Tamam mı, Devam mı? Yarışmalardaki “tamam mı devam mı” kararlarına benzeyen bir durum, ikilinin teorilerini kurarken geliştirdikleri deneylerde kullandıkları bahislerine bir örnek:
Yüzde 80 olasılıkla 4,000 dolar kazanabileceğiniz bir bahisi mi tercih edersiniz; yoksa kurasız çekilişsiz 3,000 doları alır gider misiniz? “insanlar” yüzde 80 garantili parayı alıp gidiyor!

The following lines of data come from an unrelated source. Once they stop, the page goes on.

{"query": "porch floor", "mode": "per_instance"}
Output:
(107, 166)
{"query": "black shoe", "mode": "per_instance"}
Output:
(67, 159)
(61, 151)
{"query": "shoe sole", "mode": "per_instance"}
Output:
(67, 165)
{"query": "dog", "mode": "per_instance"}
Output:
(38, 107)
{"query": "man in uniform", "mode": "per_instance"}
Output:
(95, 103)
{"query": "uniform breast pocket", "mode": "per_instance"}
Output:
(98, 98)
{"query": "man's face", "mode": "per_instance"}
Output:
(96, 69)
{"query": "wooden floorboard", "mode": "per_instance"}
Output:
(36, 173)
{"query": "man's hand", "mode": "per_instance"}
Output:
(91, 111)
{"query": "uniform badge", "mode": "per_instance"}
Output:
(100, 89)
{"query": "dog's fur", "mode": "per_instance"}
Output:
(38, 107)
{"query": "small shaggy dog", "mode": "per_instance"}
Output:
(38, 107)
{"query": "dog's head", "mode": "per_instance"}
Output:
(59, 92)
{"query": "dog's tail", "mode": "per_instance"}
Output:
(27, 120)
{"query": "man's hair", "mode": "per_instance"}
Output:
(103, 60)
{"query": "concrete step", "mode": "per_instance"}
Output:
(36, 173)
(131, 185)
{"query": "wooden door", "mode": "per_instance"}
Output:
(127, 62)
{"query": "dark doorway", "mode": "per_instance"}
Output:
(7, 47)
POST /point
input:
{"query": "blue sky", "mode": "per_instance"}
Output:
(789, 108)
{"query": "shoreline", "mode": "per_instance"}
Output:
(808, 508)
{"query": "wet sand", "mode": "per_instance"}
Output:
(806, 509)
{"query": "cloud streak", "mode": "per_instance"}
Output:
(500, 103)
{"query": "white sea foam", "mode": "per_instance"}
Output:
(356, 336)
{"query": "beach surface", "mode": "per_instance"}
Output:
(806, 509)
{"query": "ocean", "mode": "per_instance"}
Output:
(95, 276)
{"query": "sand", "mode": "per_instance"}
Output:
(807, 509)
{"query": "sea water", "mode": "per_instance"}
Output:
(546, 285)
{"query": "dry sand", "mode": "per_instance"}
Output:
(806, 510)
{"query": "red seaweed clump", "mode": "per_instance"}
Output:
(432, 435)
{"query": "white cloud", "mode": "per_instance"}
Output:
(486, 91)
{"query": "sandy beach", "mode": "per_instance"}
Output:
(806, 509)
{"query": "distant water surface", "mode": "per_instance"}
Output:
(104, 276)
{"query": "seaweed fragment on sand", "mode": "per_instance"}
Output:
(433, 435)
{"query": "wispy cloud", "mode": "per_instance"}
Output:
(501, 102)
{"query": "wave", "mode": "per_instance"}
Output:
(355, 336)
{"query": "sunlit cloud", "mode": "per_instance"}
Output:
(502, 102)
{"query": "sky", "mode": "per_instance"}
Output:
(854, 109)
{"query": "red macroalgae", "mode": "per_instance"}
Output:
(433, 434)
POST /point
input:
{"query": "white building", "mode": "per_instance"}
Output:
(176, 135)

Peki, yüzde 20 olasılıkla 4,000 dolar kazanabileceğiniz, veya % 25 olasılıkla 3,000 dolar kazanabileceğiniz iki bahisten hangisini oynamayı tercih ederdiniz, dense “insanlar” n’aparlar? Olasılıklar birbirine yaklaşınca, ya da bir taraftaki kesinlik ortadan kalkınca, risk almaya başlarlar: Yüzde 65, 4,000 dolarlık bahse girmeyi tercih ediyor.
Tercih, garantili kazançla garantisiz daha fazla kazanç arasında olduğunda, tercih açık farkla sağlam kazanç yönünde. Kahneman ve Tversky bunu riskten kaçınma olarak tanımlamaktalar. Kaybetme her durumda olası olunca, iki kayıp olasılığından birisini seçme durumunda ise, risk alıcı davranış artıyor; kazanma olasılığı düşük ama meblağı büyük olana meylediveriyor “insanlar”.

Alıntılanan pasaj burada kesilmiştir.